The six content types
Here's what Claude Code built in that 45-minute session:
fieldNote: the journal entries. Title, slug, body (Rich Text), entry number, category (Learning, Building, Testing, Observing), published date, reading time, related tools reference, SEO reference, featured flag.
tool: the things I use. Name, slug, description, category, vendor, URL, status (Active, Testing, Retired), sort order.
globalSettings: site-wide configuration. Site name, domain, logo, primary navigation references, social link references, copyright, default SEO metadata reference.
seo: standalone SEO metadata. OG title, description, image, type, robots directives, sitemap inclusion. Referenced by both globalSettings (site defaults) and individual Field Notes (page overrides).
navigationItem: label, URL, external link flag, new tab flag.
socialLink: platform (X, LinkedIn, GitHub, YouTube), URL, handle.

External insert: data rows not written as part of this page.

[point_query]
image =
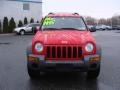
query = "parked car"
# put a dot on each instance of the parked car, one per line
(103, 27)
(29, 28)
(91, 28)
(63, 44)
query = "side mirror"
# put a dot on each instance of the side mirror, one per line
(92, 29)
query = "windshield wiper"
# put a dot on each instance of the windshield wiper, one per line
(50, 28)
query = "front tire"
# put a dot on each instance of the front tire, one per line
(33, 73)
(93, 74)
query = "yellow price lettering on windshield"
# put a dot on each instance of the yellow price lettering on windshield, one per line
(49, 21)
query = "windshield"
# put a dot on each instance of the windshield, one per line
(67, 23)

Six content types. All interconnected through Contentful's reference fields. The seo type is standalone and referenced from multiple places, which is the pattern Contentful's own documentation recommends (https://www.contentful.com/help/content-modeling-patterns/) for reusable metadata. I set it up this way because it's what I'd recommend to any SI partner. Might as well practice what I preach.
The embarrassing part
After setting everything up, I ran a health check and saw this:
CONTENTFUL_MANAGEMENT_ACCESS_TOKEN=YOUR_CMA_TOKEN_HERE
SPACE_ID=YOUR_SPACE_ID_HERE
Years of advising partners on Contentful implementations. Day one of my own project. Placeholder credentials sitting right there in the config.

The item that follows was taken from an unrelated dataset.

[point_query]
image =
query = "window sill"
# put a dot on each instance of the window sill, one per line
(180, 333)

I didn't assume Claude had my credentials. I just... didn't see them as variables. I saw a command. I ran a command. YOUR_CMA_TOKEN_HERE looked perfectly reasonable to me at the time.

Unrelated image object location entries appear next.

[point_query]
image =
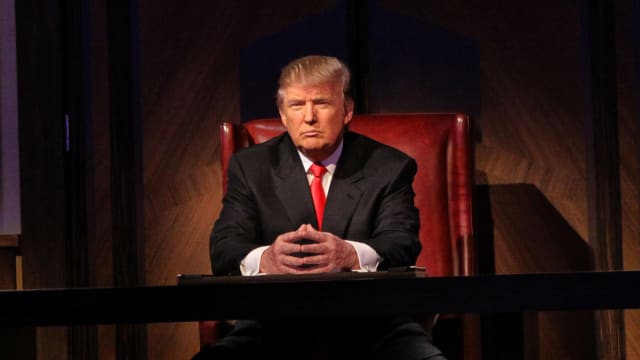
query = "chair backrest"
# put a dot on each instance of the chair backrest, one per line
(440, 144)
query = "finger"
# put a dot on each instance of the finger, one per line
(315, 248)
(320, 260)
(315, 235)
(292, 261)
(290, 237)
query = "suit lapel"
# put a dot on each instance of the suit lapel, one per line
(292, 186)
(345, 192)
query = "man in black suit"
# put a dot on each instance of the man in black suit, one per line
(269, 218)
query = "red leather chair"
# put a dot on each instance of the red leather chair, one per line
(440, 143)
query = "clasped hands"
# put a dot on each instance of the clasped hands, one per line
(325, 253)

This is a new kind of mistake. When AI generates the command and you're focused on the outcome, your brain stops reading the details and starts trusting the flow. You watch the terminal, you see things happening, and you skip the part where you verify what's actually in the config. It's not carelessness exactly. It's a new failure mode that comes from the speed and confidence of AI-assisted workflows.
The fix was simple: go to Contentful Settings, generate a real CMA token, swap the placeholder. Two minutes. But the lesson is worth more than the fix.
What it actually cost
After the session I ran ccusage (https://github.com/yohasebe/ccusage) to see exactly what Claude Code consumed:
npx ccusage@latest session --since 2026-03-02
2.2 million tokens. $1.77.
92% were cache reads. Efficient by default, not by my configuration. It also showed a subagents session I never created. Claude Code had automatically spun up background agents, routing cheaper tasks to Haiku 4.5. I didn't ask for this. It just happened.
One caveat: the $1.77 is only the terminal work. The thinking (design decisions, content modeling, writing this note) happened in Claude.ai and is bundled into my Max plan. The execution was measurable. The thinking wasn't. That split between thinking and doing, with only the doing being trackable, is its own interesting observation about how AI work gets accounted for.
What's next
The content model is live. Six content types, properly structured with references and validations, created without opening the Contentful UI once. This Field Note is the first piece of real content going into it.
The whole experience confirmed something I tell SI partners all the time: Contentful's content modeling is the part that matters most. Get the structure right and everything downstream (rendering, querying, scaling, even AI integration via MCP) gets easier. Get it wrong and you're fighting your own content model forever.
Next: building the site in v0 and deploying to Vercel. That'll be Field Note #002.